Her account of White House interference came in a multiday interview the committee conducted in October 2021, which was released on Thursday with a set of emails Dr. Birx sent to colleagues in 2020 warning of the influence of a new White House pandemic adviser, Dr. Scott Atlas, who she said downplayed the threat of the virus. The emails provide fresh insight into how Dr. Birx and Dr. Anthony S. Fauci, the government’s top infectious disease expert, grappled with what Dr. Birx called the misinformation spread by Dr. Atlas.

The push to downplay the threat was so pervasive, Dr. Birx told committee investigators, that she developed techniques to avoid attention from White House officials who might have objected to her public health recommendations.
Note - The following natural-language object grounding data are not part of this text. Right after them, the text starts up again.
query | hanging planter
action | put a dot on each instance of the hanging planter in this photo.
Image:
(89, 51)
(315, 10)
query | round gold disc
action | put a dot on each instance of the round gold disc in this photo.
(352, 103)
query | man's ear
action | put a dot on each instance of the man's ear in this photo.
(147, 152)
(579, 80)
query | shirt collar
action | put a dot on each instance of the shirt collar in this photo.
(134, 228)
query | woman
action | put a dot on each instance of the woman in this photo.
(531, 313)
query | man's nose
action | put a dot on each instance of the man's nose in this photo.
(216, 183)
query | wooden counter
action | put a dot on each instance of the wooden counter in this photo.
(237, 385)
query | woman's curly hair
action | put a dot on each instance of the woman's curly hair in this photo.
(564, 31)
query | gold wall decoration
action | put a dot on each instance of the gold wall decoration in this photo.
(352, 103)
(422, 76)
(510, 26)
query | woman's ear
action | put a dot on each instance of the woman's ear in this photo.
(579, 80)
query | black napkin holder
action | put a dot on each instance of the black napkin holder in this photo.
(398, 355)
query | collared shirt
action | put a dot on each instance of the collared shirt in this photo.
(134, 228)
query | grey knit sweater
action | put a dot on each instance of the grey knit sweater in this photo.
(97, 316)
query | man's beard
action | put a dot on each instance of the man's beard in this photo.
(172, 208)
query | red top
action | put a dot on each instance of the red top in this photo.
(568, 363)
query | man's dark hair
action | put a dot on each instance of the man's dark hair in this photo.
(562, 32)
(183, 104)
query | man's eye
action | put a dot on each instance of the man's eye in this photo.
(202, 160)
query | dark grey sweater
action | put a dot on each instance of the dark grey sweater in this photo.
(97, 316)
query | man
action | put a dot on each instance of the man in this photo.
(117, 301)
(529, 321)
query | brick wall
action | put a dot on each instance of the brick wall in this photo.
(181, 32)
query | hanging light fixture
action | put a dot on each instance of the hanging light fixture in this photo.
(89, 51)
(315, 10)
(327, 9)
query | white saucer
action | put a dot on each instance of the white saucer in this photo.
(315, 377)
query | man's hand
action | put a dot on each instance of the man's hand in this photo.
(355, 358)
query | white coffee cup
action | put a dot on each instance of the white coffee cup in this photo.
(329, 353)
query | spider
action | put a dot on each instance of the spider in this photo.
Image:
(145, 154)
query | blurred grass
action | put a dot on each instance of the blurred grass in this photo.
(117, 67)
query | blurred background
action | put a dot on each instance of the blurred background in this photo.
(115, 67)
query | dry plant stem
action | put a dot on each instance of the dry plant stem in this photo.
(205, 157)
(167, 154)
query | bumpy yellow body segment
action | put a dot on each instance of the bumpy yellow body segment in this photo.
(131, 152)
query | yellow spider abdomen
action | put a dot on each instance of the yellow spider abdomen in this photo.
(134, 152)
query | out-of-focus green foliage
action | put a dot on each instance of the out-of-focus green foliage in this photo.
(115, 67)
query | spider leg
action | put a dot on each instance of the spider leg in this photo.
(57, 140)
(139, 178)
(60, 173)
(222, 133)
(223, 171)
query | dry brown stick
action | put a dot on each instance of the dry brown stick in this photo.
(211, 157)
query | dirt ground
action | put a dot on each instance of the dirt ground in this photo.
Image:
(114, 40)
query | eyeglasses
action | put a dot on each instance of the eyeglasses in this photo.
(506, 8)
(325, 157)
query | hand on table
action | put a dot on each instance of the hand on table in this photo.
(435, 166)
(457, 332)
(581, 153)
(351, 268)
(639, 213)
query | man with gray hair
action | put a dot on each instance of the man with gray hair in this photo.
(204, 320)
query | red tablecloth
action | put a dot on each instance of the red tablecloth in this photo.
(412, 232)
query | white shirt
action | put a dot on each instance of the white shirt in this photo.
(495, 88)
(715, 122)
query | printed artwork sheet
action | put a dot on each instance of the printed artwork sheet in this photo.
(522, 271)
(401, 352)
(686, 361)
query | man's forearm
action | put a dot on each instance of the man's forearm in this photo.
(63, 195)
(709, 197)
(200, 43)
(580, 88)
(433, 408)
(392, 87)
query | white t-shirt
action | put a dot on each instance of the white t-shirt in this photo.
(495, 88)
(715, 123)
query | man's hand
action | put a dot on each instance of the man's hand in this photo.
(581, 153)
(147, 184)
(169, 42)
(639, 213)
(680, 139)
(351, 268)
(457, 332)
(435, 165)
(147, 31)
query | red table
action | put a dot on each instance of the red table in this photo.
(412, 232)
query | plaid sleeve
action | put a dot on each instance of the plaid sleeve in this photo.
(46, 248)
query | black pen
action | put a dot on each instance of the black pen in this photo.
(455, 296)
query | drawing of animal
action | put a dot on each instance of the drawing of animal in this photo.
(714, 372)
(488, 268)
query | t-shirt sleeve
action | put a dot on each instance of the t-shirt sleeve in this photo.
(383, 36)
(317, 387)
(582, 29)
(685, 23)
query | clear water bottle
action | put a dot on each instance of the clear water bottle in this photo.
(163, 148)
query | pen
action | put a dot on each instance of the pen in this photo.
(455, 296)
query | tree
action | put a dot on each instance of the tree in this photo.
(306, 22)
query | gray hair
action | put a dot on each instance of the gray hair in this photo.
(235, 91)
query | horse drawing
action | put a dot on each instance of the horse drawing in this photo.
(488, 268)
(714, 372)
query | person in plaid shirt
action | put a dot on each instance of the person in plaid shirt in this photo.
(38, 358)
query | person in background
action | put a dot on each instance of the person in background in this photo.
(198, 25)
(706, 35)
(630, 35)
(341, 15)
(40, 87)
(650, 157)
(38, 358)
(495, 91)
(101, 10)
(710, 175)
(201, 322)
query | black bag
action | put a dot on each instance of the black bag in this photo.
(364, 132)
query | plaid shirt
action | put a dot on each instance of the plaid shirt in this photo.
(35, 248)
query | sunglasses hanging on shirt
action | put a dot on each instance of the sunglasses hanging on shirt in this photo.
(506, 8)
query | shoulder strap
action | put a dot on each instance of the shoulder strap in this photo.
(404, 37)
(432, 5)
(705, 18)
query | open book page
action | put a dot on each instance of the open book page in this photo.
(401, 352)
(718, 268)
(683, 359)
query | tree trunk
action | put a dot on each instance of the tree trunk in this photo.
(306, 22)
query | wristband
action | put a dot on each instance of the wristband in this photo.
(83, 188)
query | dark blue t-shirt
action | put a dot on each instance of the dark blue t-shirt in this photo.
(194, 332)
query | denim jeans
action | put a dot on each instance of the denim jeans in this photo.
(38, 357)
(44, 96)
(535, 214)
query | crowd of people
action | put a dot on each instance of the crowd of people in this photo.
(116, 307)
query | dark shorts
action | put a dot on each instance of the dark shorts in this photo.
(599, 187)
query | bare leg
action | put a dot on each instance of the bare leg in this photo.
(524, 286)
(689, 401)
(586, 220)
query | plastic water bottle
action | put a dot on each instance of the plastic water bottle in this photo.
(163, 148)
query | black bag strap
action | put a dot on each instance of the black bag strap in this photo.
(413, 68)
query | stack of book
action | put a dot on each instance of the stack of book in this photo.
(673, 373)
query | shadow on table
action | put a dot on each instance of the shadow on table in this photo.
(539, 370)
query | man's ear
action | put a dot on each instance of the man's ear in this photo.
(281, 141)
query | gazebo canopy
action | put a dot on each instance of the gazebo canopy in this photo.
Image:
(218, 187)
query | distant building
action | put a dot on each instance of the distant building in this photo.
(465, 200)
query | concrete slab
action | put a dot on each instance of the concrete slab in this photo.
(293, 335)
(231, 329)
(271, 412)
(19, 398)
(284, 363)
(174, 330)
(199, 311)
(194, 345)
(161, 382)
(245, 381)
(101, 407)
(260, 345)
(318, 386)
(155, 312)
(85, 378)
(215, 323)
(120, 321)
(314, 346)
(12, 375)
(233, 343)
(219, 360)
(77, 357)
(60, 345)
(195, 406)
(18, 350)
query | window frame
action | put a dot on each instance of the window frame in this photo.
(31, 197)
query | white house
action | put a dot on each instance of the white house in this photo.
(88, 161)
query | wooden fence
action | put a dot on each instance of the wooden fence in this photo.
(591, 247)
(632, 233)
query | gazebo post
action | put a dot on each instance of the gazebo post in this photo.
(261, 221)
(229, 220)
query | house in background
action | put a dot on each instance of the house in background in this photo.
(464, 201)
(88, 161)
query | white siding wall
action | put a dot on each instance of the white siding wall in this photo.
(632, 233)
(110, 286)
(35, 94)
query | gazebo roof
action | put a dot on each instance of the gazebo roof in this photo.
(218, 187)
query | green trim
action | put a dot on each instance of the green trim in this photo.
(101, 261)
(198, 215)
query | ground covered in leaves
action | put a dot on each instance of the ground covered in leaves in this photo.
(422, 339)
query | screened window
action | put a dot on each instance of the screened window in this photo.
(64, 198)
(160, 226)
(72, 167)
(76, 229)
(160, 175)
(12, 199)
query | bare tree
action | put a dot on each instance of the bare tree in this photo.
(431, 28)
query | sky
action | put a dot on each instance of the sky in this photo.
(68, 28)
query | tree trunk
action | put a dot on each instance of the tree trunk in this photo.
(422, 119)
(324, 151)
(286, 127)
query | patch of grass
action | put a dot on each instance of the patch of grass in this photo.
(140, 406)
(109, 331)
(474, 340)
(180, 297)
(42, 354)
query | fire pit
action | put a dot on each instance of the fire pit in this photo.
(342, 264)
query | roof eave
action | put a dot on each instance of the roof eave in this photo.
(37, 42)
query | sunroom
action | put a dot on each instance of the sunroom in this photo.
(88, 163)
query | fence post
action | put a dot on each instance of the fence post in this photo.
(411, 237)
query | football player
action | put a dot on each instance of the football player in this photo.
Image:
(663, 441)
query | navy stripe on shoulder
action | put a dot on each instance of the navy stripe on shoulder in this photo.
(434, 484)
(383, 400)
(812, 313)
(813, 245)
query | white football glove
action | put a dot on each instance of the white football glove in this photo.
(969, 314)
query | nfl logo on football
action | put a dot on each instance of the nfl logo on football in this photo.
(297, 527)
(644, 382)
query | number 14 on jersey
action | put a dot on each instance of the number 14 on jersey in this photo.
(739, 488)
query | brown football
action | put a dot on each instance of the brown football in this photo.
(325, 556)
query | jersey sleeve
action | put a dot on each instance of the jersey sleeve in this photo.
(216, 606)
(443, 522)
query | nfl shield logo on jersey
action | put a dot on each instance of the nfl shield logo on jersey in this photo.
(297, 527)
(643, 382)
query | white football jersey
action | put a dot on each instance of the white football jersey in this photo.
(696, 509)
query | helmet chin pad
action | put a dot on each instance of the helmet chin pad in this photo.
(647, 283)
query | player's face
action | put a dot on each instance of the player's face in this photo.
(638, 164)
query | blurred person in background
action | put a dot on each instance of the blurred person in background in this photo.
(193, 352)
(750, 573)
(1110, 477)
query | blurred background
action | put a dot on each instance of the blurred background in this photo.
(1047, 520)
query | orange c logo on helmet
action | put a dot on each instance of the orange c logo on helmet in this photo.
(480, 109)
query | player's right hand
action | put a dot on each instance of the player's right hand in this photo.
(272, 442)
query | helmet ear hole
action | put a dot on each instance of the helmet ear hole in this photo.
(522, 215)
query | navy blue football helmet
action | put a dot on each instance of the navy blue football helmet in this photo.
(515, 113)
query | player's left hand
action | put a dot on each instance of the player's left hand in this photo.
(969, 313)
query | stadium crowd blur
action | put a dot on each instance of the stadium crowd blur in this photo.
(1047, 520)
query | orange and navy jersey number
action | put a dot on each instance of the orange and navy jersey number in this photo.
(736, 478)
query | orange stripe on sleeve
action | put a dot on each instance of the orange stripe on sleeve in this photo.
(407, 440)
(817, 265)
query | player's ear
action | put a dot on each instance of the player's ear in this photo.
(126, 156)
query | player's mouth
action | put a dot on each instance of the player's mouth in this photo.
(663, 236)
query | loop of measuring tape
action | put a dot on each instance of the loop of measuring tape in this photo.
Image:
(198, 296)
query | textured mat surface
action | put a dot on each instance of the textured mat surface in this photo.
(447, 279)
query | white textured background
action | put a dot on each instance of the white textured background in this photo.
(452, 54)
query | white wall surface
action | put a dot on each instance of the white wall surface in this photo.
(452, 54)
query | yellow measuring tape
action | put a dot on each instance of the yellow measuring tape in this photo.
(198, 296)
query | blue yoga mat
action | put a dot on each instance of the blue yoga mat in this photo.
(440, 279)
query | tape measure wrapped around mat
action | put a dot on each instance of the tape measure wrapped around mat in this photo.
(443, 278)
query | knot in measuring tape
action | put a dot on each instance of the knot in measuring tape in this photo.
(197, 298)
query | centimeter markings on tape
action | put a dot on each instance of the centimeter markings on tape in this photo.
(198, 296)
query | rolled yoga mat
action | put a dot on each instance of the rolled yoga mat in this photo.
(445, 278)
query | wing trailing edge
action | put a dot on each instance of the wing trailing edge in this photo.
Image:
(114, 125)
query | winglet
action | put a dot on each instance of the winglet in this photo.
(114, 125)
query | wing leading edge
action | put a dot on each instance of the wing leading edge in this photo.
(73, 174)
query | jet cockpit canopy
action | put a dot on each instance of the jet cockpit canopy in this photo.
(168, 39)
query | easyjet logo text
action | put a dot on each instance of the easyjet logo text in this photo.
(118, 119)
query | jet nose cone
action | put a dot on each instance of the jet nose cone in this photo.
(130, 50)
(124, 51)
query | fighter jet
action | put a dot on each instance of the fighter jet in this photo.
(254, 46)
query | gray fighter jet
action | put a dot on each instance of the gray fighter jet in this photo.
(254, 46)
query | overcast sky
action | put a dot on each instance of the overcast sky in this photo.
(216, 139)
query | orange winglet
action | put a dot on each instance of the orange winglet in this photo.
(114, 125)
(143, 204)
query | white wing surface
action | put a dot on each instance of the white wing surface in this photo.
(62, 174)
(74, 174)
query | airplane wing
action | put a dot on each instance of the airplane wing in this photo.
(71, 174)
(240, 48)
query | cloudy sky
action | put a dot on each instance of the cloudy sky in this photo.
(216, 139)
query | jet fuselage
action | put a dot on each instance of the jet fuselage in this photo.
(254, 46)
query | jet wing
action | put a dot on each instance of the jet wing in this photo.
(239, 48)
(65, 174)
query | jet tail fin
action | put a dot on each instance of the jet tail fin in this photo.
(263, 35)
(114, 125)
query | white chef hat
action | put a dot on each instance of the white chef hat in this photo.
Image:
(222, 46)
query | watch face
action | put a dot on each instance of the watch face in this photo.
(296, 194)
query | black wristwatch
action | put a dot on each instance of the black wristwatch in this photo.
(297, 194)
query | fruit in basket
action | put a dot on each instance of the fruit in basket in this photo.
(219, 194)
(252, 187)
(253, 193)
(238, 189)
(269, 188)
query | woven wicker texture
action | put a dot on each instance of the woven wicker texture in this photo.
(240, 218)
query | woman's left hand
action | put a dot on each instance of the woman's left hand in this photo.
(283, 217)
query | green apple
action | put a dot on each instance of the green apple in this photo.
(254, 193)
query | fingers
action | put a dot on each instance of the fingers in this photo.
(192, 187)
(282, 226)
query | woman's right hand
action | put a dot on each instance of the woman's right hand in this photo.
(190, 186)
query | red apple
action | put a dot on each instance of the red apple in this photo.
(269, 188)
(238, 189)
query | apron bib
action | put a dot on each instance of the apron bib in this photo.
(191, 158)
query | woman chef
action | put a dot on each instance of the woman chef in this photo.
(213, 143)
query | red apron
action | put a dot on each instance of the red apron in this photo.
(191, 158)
In reports she prepared for local health officials, she said, she would sometimes put ideas at the ends of sentences so that colleagues skimming the text would not notice them.

In her testimony on Thursday, she offered similarly withering assessments of the Trump administration’s coronavirus response, suggesting that officials in 2020 had mistakenly viewed the coronavirus as akin to the flu even after seeing high Covid-19 death rates in Asia and Europe. That, she said, had caused a “false sense of security in America” as well as a “sense among the American people that this was not going to be a serious pandemic.”

Not using “concise, consistent communication,” she added, “resulted in inaction early on, I think across our agencies.”

And those at fault, she said, were not “just the president.”

“Many of our leaders were using words like, ‘We could contain,’” she continued. “And you cannot contain a virus that cannot be seen. And it wasn’t being seen because we weren’t testing.”